PhishURL Detection
PhishURL Detection classifies URLs as legitimate or phishing/malicious using handcrafted URL features and multiple machine learning and deep learning models.
Label convention:
0: legitimate / safe1: phishing / malicious
Model Summary
The project includes classical ML and neural models trained on URL-derived features:
| Model | Test Accuracy | F1 Score | AUC |
|---|---|---|---|
| Random Forest | 0.9640 | 0.9640 | 0.9931 |
| XGBoost | 0.9587 | 0.9587 | 0.9935 |
| CNN | 0.9587 | 0.9587 | 0.9935 |
| Decision Tree | 0.9560 | 0.9560 | 0.9857 |
| ANN | 0.9547 | 0.9546 | 0.9920 |
| LightGBM | 0.9541 | 0.9541 | 0.9921 |
| DNN | 0.9219 | 0.9215 | 0.9175 |
The best reported model is Random Forest by test accuracy.
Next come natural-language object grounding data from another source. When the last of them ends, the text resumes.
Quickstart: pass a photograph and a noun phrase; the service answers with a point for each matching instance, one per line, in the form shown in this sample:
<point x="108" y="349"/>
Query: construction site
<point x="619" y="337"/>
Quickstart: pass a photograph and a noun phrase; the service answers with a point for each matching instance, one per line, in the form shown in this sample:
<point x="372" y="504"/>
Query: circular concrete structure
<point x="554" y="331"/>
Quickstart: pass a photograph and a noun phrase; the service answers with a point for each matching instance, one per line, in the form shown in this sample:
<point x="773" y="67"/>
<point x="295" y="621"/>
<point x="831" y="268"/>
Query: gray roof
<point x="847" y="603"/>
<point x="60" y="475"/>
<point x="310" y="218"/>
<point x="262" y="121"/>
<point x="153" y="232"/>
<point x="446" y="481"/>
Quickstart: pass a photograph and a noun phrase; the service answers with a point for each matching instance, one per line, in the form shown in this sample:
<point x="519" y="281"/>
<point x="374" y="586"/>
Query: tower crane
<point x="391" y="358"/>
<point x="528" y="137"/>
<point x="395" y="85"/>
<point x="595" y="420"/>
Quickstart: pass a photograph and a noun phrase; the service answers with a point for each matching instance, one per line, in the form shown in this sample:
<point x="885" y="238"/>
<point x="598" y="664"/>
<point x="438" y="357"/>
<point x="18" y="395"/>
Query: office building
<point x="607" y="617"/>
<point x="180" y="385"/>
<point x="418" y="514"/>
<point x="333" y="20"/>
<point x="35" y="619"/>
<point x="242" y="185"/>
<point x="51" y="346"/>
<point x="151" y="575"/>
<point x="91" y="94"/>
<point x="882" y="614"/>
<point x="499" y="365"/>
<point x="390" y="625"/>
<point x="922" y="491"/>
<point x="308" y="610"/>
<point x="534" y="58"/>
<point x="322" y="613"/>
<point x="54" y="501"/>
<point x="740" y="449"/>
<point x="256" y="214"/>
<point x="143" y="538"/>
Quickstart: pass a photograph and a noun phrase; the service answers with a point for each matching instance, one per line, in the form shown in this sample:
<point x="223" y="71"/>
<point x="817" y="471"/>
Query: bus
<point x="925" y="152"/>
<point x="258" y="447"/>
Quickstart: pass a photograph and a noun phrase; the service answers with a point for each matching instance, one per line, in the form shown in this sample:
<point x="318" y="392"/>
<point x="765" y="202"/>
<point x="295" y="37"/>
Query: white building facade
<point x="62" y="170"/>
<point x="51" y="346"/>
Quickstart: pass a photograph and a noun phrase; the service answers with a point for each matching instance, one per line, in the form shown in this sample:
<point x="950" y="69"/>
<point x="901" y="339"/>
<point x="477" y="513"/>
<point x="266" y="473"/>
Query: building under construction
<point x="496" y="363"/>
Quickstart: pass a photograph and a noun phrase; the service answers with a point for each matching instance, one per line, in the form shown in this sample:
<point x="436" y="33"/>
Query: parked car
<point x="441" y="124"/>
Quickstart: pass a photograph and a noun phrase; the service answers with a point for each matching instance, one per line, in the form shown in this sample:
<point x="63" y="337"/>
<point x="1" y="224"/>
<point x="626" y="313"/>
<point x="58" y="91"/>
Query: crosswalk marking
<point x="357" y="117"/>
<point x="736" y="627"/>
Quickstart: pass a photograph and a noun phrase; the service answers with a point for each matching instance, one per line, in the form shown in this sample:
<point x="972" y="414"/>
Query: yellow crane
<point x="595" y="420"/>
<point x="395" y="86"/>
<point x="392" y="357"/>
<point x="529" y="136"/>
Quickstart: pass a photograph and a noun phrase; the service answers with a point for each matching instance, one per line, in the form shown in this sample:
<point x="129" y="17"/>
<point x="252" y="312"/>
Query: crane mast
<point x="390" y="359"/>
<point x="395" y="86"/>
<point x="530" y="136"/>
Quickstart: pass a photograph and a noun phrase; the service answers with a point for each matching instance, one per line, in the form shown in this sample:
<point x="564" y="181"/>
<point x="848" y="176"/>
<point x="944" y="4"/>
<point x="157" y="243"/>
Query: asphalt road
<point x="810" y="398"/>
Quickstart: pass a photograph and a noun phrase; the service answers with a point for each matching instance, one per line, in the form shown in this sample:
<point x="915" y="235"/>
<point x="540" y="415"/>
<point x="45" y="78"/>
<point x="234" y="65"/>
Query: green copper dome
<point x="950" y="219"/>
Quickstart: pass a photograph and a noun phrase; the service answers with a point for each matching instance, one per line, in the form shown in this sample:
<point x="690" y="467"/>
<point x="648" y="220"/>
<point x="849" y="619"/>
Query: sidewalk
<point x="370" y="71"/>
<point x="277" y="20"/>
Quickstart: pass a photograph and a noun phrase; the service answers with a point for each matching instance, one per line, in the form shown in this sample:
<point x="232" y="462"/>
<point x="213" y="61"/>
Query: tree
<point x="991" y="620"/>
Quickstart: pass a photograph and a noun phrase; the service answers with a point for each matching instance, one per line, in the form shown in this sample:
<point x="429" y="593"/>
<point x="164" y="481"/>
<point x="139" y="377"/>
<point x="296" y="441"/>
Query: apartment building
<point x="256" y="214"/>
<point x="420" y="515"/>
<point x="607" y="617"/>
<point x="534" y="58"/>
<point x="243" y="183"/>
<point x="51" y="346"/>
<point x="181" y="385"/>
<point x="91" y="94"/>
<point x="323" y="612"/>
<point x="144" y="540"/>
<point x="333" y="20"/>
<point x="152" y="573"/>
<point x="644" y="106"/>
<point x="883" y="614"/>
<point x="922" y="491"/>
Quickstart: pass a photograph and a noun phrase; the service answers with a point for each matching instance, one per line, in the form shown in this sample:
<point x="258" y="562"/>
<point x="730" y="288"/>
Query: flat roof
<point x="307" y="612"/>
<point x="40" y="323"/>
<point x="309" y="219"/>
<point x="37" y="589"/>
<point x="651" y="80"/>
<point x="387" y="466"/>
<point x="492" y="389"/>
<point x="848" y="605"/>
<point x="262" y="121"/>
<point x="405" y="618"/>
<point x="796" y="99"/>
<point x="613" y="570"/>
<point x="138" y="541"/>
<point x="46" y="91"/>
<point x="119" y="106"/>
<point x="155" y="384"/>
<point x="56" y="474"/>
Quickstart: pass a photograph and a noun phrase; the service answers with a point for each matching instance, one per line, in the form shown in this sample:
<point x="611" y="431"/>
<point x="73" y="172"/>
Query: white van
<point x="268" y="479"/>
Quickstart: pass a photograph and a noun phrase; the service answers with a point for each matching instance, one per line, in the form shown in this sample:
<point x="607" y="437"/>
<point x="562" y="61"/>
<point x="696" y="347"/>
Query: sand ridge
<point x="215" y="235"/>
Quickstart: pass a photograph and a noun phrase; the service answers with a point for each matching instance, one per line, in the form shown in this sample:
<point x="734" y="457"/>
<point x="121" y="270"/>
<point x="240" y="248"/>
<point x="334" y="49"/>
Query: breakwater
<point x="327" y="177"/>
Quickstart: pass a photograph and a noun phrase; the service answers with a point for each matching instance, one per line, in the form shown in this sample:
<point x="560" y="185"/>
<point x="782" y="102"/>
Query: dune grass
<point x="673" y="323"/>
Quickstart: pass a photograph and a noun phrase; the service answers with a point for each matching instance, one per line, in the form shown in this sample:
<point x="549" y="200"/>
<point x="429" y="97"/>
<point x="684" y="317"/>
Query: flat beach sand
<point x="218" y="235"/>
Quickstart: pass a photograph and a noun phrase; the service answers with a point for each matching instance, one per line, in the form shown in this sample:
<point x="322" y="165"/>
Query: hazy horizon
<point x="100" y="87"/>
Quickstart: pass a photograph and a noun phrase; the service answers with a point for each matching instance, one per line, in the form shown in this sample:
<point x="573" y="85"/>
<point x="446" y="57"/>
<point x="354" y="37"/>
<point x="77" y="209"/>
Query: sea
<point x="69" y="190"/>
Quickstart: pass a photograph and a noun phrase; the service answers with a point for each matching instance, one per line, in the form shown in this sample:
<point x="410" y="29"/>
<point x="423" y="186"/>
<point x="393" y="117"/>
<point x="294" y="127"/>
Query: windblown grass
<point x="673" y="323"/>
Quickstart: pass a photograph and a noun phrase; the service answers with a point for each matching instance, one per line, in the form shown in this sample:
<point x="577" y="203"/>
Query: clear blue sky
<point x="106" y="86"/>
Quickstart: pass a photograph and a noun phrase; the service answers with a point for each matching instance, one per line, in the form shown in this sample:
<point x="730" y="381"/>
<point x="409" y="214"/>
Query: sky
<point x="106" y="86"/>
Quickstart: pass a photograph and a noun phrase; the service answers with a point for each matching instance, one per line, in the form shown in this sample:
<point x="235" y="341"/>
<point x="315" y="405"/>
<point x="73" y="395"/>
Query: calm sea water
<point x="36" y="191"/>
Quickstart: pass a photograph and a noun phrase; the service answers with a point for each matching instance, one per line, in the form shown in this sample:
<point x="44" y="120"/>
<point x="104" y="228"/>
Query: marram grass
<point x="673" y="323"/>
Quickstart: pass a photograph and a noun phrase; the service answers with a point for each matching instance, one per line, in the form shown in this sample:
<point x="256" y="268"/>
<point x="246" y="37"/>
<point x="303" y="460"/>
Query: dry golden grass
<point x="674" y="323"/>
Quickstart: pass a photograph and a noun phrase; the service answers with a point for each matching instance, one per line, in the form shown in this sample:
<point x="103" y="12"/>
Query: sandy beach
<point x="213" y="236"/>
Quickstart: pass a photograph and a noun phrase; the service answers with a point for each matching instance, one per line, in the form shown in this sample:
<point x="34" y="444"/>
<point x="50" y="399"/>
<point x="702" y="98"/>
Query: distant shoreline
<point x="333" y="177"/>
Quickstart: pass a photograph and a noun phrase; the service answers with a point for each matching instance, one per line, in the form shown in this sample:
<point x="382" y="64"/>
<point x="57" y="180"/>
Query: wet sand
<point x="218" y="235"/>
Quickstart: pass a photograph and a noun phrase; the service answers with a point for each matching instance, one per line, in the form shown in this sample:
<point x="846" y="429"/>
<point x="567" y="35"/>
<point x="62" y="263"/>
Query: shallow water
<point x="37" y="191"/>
XGBoost and CNN have the highest reported AUC among the included models.
Features
The feature extractor creates URL-based signals including:
- URL, hostname, path, and query lengths
- Special character counts
- Digit and letter ratios
- IP address and punycode checks
- TLD checks
- Suspicious security and account keywords
- Entropy
- Typosquatting and brand-similarity indicators
Intended Use
This model is intended for:
- Academic phishing URL detection experiments
- Security education demos
- Baseline malicious URL classification research
- Prototype triage tools
It should not be used as the only production security control. Real systems should combine model predictions with browser reputation, DNS intelligence, domain age, certificate metadata, sandboxing, and human review.
Limitations
- The model uses handcrafted URL features and may miss attacks that require page content, hosting behavior, DNS history, or live threat intelligence.
- New phishing campaigns and domain-generation strategies can reduce accuracy over time.
- Reported metrics depend on the dataset split and labeling quality.
- Pickle model files should only be loaded in trusted environments.
Citation
If this project helps your work, cite the repository:
@software{ozyurt_phishurl_detection_2026,
author = {Ozyurt, Alper},
title = {PhishURL Detection},
year = {2026},
url = {https://github.com/alperozyyurt4/phishurl}
}
License
Code and model packaging are released under the MIT License. Dataset redistribution rights must be verified separately before publishing the full dataset.